Safety critical medical systems increasingly aim to incorporate learning-enabled components that are developed using machine learning and AI. While the impact of these learning-enabled medical cyber-physical systems (LE-MCPS) are revolutionizing personalized patient care and health outcomes, assuring their safety and efficacy remains a formidable challenge. Existing model-based design paradigms for learning-enabled cyber-physical systems require an abundance of ?clean? data or high-fidelity simulators ? unfortunately, LE-MCPS do not have that luxury. Consequently, LE-MCPS development strongly depends on experimentation to generate data for design and assurance. The ethical and economic constraints of working in safety-critical medical applications necessitate experimentation efficiency. Yet, experimental design and learning-enabled component design are often weakly coupled -- which contributes to inefficiencies, increased development costs, and increased patient risk. This CAREER proposal aims to develop foundations and tools for assuring learning-enabled medical cyber physical systems (MCPS) by bridging-the-gap between experimentation and model-based design. Specifically, the research focuses on leveraging model-based design techniques to address foundational challenges associated with experimental design (ante-experimentation), protocol execution (during experimentation), and system assurance (post-experimentation). The project?s broader significance will advance the state-of-the-art in medical system design, accelerate learning-enabled CPS (LE-CPS) innovation, and provide abundant interdisciplinary and use-inspired education opportunities and outreach activities.

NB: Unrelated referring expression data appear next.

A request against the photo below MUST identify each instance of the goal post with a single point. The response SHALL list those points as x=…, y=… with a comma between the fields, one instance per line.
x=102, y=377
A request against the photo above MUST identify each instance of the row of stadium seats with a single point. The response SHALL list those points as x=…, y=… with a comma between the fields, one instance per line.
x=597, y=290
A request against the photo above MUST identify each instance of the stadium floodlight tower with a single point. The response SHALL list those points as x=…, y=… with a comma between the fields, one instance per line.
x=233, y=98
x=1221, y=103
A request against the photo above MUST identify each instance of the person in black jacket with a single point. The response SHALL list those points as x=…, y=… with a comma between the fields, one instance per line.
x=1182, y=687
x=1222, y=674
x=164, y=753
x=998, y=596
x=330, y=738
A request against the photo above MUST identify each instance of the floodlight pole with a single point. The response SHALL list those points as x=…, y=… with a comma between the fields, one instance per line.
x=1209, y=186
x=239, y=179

The goal of this project is to develop foundations and tools for assuring LE-MCPS by bridging-the-gap between experimentation and model-based design. The proposed research will result in a high-assurance LE-CPS design framework spanning ante-, intra-, and post-experimentation. Prior to experimentation, this work will develop foundational techniques to address gaps in traditional experimental designed exposed by high-assurance LE-CPS design. During experimentation, new platforms and capabilities will be realized that can support tamper-evident run-time experimental data curation for assuring LE-CPS. After experimentation, techniques that leverage historical evidence and experimental data will maximally assure LE-CPS designs. Foundations developed in the project are prospectively evaluated in industrial LE-MCPS applications. While the research is motivated by medical scenarios, the developed technologies are immediately applicable to a wide range of LE-CPS applications.